The desks are jammed now, but with help of funding from the European commission. The 185 girls of the Ashiana (ph) will get more classrooms to serve the different ages and level of skill. Most come from poor families. Threadbare clothes on some do little to shelter them from the harsh cold outside, or even the chill inside their unheated classroom, but the opportunity of learning has ignited new fires within.

POUL NIELSON, EUROPEAN COMMISSIONER: It was a liberation for them. Even these young small girls I asked how many of you want to be teachers? Everybody raised their hand, so they have made up their mind. They have done some thinking, also, these girls who have been totally kicked out. Now they see there is a chance of doing something which was prohibited before.

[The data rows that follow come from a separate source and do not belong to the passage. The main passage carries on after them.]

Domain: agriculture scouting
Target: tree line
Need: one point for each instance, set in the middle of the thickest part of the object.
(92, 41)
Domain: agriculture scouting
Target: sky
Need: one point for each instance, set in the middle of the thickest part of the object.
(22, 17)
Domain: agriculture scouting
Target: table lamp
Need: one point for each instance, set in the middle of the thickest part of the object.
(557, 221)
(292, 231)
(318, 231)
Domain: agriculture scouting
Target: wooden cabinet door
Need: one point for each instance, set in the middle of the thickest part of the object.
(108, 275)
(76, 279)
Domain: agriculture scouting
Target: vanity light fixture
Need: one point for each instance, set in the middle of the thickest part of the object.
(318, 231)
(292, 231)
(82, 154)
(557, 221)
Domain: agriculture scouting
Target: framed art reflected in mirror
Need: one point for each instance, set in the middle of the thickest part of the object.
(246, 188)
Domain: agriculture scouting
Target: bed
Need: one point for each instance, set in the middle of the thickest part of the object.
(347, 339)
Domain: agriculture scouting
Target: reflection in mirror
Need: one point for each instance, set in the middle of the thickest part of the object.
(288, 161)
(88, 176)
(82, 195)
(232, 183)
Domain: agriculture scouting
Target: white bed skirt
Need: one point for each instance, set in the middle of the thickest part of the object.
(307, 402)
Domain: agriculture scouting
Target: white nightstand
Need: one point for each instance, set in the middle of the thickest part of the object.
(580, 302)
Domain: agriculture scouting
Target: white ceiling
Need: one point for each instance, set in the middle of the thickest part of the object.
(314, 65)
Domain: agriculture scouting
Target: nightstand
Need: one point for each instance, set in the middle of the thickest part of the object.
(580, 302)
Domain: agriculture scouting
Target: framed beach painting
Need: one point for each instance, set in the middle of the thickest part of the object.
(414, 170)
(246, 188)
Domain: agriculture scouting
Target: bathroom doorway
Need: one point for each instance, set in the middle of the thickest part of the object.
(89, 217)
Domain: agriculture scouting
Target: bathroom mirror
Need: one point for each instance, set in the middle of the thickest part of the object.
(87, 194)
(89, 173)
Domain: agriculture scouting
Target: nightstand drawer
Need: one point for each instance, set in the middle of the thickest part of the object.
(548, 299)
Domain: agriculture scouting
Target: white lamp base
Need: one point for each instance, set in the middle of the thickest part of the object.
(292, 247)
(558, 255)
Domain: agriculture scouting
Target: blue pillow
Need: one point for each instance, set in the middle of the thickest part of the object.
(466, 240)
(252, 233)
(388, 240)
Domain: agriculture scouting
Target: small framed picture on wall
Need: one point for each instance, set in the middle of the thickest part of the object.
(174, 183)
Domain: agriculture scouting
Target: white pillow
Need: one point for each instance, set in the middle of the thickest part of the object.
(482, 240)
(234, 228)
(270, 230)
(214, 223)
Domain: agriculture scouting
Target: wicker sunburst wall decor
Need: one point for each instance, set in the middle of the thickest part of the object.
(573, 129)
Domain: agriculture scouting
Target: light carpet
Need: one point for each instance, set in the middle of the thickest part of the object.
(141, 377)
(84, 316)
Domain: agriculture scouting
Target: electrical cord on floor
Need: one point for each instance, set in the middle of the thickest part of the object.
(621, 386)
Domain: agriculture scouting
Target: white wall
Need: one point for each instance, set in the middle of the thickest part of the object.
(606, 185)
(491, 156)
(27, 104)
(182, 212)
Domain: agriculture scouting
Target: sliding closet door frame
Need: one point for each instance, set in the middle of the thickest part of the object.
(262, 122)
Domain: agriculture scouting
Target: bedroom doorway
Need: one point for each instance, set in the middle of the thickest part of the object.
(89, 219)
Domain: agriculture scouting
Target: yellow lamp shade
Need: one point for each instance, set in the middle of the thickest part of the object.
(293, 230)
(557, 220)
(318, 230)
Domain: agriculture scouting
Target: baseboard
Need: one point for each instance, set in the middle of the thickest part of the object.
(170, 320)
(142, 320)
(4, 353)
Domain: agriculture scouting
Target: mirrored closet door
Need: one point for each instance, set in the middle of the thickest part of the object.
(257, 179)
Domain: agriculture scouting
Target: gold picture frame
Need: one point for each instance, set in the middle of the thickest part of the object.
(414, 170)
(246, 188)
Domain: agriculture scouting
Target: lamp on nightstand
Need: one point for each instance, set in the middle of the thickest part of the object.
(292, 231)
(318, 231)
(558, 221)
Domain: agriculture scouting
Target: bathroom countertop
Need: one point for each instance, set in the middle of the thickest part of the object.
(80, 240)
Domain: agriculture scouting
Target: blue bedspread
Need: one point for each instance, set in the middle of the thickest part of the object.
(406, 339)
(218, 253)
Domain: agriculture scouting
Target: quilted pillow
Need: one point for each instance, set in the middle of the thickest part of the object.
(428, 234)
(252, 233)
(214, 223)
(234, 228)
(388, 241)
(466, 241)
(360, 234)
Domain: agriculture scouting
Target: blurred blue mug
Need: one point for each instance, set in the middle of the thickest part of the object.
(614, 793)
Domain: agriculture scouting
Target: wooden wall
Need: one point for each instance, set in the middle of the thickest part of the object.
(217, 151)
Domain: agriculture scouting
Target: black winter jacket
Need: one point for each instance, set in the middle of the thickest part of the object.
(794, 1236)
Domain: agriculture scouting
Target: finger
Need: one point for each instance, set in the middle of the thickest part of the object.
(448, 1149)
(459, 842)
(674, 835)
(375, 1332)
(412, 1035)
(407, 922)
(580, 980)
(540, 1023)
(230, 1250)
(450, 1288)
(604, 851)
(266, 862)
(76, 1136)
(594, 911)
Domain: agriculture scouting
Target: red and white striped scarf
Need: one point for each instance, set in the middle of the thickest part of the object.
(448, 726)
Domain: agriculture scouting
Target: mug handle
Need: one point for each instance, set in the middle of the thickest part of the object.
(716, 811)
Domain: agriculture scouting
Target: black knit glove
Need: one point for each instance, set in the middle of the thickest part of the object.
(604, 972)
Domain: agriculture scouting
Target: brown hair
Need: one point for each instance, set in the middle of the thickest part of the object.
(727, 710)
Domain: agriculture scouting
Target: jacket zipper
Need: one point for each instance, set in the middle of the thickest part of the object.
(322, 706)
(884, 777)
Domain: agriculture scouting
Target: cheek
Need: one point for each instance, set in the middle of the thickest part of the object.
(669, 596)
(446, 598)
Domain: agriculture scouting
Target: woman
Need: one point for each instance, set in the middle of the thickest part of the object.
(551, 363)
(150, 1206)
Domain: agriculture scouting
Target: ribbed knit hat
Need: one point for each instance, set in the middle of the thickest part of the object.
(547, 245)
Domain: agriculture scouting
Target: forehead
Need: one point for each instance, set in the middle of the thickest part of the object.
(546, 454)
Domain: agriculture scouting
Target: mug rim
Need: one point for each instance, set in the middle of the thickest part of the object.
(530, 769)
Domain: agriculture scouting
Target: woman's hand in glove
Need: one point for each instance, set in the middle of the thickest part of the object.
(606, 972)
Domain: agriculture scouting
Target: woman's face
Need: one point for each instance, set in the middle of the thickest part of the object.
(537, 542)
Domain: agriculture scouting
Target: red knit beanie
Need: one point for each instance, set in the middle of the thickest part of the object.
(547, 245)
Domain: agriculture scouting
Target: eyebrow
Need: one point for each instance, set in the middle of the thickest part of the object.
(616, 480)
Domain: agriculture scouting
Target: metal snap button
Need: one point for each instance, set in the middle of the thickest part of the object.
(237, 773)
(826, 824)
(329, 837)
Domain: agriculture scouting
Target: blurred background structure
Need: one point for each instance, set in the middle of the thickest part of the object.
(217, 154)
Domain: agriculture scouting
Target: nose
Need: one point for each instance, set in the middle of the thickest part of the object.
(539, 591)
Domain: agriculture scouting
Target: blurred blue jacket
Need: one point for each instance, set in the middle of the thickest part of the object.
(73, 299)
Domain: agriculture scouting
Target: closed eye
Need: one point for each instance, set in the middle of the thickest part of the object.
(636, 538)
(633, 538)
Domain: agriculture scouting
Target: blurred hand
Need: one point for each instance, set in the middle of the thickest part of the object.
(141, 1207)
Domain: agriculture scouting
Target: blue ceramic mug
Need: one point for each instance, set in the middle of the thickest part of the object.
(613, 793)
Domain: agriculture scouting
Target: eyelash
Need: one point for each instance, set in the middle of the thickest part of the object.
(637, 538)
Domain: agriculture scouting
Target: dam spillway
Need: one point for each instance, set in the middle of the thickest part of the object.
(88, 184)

CLANCY: Three of girls we met couldn't agree more.

"We are very happy to be back in school," says Rita, who dreams of being a doctor some day. "We want to learn. We have learned nothing in past five years."

"The school is better than studying at home," Perwin (ph) added.

And the heat, as Shyly told us, some day she would like to write not just stories, but myths.

Bari Dod (ph) , their teacher told us, I feel like I'm watering trees that will some day bear fruit. Most of the children studying here, he said, live by begging on street, shinning shoes, or collecting firewood for their families. They are unable to buy books, pencils or paper. We are showing them a new way of life and some day these will be the ones who rebuild Afghanistan.

Jim Clancy, CNN, Kabul. (END VIDEOTAPE)

ROBERTSON: Thank you for watching LIVE FROM AFGHANISTAN. We will be back at same time tomorrow. Up next, "THE POINT WITH GRETA VAN SUSTEREN." And for our international viewers, "WORLD SPORT."